Hélio Duque

Estado tutor e grupos econômicos - por Hélio Duque

20/03/2017 18h25

O padrão tóxico que mergulhou a economia brasileira na maior recessão da vida republicana tem muitos responsáveis. O mais destacado foi o governo ilusionista que acreditava em soluções mágicas em cenário populista. O Executivo, ao nocautear a realidade fiscal na euforia dos gastos irresponsáveis, de um lado e do outro, o Legislativo, de péssimo nível, foi transformado em balcão de negócios, tão bem retratado na Lava Jato. A sociedade brasileira, igualmente, pela sua maioria dormitava no sono profundo do otimismo nefasto construído pelos marqueteiros do poder. A ilha da fantasia edificada em soluções mágicas garantia popularidade ao governo na sustentação de uma política econômica equivocada que não pouparia nenhum setor produtivo.

Omite-se a responsabilidade dos grandes empresários na construção desse desastre histórico. Ela não é marginal. Ao contrário, auferiu de vantagens, engordando os seus lucros, ampliando a concentração da renda nacional, penalizando a população. O jornalista Fábio Zanini, no livro "Euforia e Fracasso do Brasil Grande - Política Externa e Multinacionais Brasileiras na Era Lula" destaca: "A reboque da sua figura hiperativa (a de Lula) vieram empreendedores e aproveitadores na construção civil, no agronegócio e no setor petrolífero, entusiasmados com o novo ambiente de permissividade que se instalava." A promiscuidade geradora de corrupção no contubérnio governo e mundo empresarial no Brasil, infelizmente, é herança histórica. Empenham-se nos esquemas de proteção e na economia fechada à competição.

O economista Rogério Werneck, professor da PUC-Rio, em "O Globo" (27-1-2017), dimensiona essa herança: "O segredo da prosperidade é estabelecer sólidas relações com o Estado. Vender para o Estado, comprar do Estado, financiar o Estado, ser financiado pelo Estado, apropriar-se do patrimônio do Estado, receber doações do Estado, transferir passivos para o Estado, repassar riscos para o Estado e conseguir favores do Estado". Esse dirigismo estatal, pela dependência aos governos de plantão, não gera crescimento econômico sustentável. É, na verdade, uma poderosa matriz para a sustentação de uma realidade onde a corrupção prospera e alimenta as elites do poder e dos negócios, ignorando a opinião pública.
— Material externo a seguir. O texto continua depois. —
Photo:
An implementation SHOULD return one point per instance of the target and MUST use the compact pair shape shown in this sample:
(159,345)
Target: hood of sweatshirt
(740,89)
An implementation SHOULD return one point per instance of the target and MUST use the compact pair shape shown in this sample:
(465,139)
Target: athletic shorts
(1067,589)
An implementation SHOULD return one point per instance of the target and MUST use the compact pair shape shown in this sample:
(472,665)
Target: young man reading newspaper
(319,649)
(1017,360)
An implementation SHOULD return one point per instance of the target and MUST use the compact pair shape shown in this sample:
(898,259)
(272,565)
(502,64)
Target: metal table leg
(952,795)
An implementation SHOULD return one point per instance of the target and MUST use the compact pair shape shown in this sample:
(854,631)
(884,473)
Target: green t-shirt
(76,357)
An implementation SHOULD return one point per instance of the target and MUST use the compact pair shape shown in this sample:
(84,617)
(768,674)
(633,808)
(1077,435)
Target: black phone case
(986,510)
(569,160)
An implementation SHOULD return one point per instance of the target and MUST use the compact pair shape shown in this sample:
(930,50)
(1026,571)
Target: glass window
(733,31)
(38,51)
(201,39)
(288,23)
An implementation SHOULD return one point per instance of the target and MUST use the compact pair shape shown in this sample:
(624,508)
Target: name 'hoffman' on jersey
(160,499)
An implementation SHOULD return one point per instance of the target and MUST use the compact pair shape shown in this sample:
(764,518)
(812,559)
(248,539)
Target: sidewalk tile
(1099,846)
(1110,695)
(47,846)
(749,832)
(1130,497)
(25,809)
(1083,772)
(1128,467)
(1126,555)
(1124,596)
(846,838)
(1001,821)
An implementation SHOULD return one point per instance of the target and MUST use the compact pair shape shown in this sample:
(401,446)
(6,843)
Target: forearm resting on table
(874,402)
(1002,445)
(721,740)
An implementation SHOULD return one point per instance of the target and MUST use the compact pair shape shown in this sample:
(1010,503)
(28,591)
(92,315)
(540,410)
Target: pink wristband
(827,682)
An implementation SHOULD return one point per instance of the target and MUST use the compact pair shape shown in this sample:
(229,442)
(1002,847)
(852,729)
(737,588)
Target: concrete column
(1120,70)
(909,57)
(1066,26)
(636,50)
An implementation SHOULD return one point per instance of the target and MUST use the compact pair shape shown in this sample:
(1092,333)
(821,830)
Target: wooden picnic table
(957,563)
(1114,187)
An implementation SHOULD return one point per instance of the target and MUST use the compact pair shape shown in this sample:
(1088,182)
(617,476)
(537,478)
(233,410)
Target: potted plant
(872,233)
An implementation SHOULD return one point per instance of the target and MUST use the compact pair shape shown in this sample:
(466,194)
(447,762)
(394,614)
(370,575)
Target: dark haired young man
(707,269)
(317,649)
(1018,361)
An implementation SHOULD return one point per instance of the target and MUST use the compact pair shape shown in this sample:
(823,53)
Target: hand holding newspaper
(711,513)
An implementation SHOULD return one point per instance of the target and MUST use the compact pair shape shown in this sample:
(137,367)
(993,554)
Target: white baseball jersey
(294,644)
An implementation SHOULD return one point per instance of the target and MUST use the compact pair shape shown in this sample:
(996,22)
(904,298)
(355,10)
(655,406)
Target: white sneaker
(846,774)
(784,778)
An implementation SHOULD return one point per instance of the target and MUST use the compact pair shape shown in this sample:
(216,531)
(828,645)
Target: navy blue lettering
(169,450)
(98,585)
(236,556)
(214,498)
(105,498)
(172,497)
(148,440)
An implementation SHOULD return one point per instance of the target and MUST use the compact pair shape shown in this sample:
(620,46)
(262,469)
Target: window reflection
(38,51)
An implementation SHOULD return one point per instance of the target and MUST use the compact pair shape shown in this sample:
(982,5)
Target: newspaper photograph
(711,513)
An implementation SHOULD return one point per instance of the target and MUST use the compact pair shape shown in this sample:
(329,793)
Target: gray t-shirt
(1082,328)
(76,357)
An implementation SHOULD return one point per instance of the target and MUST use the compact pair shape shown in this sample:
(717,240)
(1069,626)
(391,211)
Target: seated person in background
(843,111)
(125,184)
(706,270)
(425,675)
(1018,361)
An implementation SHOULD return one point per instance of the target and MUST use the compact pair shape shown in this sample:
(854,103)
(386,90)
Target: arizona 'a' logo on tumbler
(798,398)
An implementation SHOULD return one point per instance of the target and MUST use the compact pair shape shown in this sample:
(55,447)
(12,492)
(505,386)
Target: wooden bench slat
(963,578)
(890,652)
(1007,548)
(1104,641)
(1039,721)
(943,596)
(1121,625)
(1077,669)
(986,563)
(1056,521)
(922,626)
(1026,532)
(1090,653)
Retrata um capitalismo atrasado, observado pelo empresário Pedro Luiz Passos: "Olhando-se do alto a estrutura da economia brasileira, constata-se que parte da atividade produtiva integra o setor extrativista, pois dedica-se a extrair renda da sociedade à custa de artifícios, não de sua eficiência empresarial nem de seus diferenciais tecnológicos. A revisão do infindável elenco de incentivos de todo tipo é muito bem vinda."

Por exemplo, as reivindicações recorrentes do grande mundo empresarial e atendidas pelos governos Lula-Dilma, forçara a derrubada artificial da taxa de juros, acreditando que garantiria a elevação da competitividade das empresas. O artificialismo produziu efeito contrário com a desvalorização do real. Na mesma direção, o congelamento das tarifas de energia elétrica e dos derivados de petróleo, foi unanimamente aplaudida. Na época, a poderosa Federação da Indústria de São Paulo, em matéria paga nos jornais, aplaudiu e comemorou como vitória aquelas conquistas. As contas nacionais, nesse mesmo período, já demonstravam sinais de debilidade.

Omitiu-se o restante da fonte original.